Cost structure shows that material expenditure continues to rise. Direct material costs accounted for 92.50% of total costs, an increase of 1.12 percentage points from the previous year, with absolute value rising from 515.6 billion yuan to 775.8 billion yuan, an increase of 50.45%. Labor costs accounted for 2.19%, and depreciation and amortization accounted for 0.69%, both showing a downward trend. The top five customers accounted for 62.01% of sales, indicating high customer concentration.

Cash flow status has attracted market attention. The full-year net operating cash flow was 5.238 billion yuan, down 78.01% year-on-year, mainly due to increased inventory investments leading to capital immobilization. In the fourth quarter, operating cash flow recovered to 9.378 billion yuan, slightly turning the annual figure positive. At the end of the period, contract liabilities stood at 3.113 billion yuan, a 790% increase from the beginning of the period, reflecting a significant increase in customer prepayments.

R&D investment ratio declined slightly. The full-year R&D expenses were 11.151 billion yuan, accounting for 1.24% of revenue, further down from 1.75% in 2024. The company’s global layout continues to deepen, with Mexico’s revenue of 307.044 billion yuan surpassing Vietnam’s 83.055 billion yuan, becoming the largest overseas manufacturing base, with the two regions contributing over 43% of main business revenue combined.

The dividend plan reached a new high. The company proposes a cash dividend of 6.5 yuan per 10 shares, totaling 12.901 billion yuan, with an annual cash dividend of 19.451 billion yuan and a payout ratio of 55.12%. The shareholding structure shows that nine of the top ten shareholders are actually controlled by Hon Hai Precision, holding approximately 83.74% of shares.
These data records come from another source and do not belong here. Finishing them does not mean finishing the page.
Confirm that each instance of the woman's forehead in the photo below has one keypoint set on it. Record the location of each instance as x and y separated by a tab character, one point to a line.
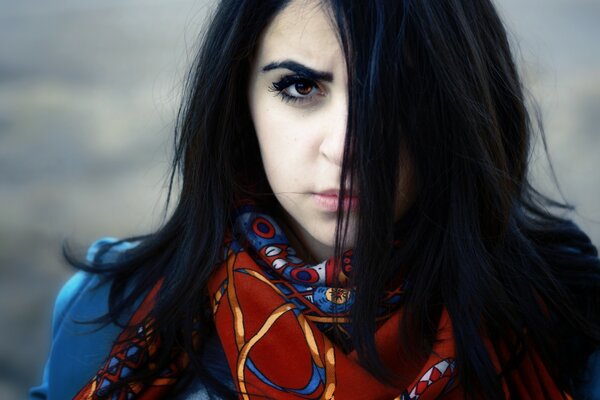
303	31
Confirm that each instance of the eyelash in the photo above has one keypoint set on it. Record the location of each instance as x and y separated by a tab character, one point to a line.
286	82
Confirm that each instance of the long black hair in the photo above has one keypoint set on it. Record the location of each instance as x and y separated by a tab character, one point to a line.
438	79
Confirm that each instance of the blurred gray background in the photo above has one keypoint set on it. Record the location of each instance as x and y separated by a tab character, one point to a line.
88	95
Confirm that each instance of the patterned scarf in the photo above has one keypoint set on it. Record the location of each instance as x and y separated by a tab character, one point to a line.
273	313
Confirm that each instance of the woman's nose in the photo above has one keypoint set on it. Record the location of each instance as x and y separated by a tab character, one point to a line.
334	133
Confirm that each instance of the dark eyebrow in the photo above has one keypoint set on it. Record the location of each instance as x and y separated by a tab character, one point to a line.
300	70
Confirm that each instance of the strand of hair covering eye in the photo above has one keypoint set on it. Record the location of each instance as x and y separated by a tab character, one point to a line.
272	313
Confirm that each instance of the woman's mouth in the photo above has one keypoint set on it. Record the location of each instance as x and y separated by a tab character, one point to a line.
329	201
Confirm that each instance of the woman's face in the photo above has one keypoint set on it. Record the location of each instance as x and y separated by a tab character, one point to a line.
298	100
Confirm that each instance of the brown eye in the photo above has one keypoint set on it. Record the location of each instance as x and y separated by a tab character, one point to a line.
304	88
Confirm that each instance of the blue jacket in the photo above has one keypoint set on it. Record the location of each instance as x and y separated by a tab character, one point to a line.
78	350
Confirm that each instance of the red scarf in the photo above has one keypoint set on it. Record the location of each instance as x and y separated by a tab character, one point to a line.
272	312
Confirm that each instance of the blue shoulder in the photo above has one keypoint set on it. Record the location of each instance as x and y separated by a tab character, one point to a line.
79	346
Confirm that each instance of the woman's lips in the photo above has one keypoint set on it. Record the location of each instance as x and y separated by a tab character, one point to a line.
329	201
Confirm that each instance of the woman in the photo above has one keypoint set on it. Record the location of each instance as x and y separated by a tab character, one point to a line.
354	220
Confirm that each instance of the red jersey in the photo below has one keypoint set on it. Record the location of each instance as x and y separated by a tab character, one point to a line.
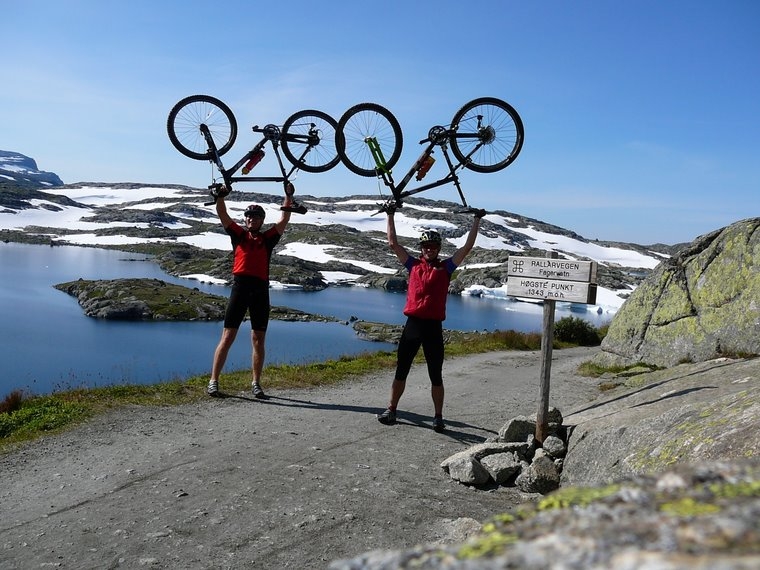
252	251
428	287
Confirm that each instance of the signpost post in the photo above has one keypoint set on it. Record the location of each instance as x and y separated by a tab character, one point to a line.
550	279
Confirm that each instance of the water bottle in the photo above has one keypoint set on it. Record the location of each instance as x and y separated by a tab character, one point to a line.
254	160
424	167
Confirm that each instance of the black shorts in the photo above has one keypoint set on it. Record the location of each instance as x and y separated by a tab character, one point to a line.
249	294
429	335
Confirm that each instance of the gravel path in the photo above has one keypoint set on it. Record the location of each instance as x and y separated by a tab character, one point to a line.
299	480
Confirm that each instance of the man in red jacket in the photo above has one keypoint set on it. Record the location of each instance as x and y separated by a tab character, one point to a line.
250	285
425	309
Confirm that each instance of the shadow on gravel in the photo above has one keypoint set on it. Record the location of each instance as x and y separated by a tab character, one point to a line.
405	419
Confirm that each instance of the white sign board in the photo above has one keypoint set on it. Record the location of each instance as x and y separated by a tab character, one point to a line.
552	289
546	268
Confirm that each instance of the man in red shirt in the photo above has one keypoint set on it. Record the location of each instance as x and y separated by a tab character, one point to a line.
250	285
425	309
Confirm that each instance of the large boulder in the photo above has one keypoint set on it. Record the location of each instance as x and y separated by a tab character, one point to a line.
701	304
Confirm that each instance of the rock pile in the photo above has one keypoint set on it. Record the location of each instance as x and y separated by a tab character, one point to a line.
514	457
692	517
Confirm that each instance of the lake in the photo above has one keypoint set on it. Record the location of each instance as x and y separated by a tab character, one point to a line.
49	344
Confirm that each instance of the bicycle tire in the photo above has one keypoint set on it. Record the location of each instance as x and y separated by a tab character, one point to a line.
184	126
319	158
500	134
356	125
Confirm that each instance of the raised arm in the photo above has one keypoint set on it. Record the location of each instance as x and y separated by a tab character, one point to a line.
462	252
285	217
395	246
221	211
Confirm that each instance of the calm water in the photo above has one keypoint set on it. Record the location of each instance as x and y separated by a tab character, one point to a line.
48	343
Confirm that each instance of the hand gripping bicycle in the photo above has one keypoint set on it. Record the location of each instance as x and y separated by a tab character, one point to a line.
485	135
203	128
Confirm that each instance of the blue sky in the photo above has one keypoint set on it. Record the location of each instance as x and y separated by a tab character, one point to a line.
642	118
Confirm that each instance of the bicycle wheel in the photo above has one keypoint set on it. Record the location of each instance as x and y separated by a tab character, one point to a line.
313	133
488	134
184	126
361	122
Industry prosperity continues to improve. According to TrendForce, global AI server shipments are expected to maintain a high growth rate of 28.3% in 2026, with capital expenditure by the eight major cloud service providers projected to exceed $710 billion, a 61% increase year-on-year. Chairman Zheng Hongmeng stated in a letter to shareholders that AI computing infrastructure will become a core development area in the future, but challenges such as international political and economic changes and raw material cost fluctuations should be watched carefully. As of the close on March 10, the company’s total market value was approximately 1.08 trillion yuan.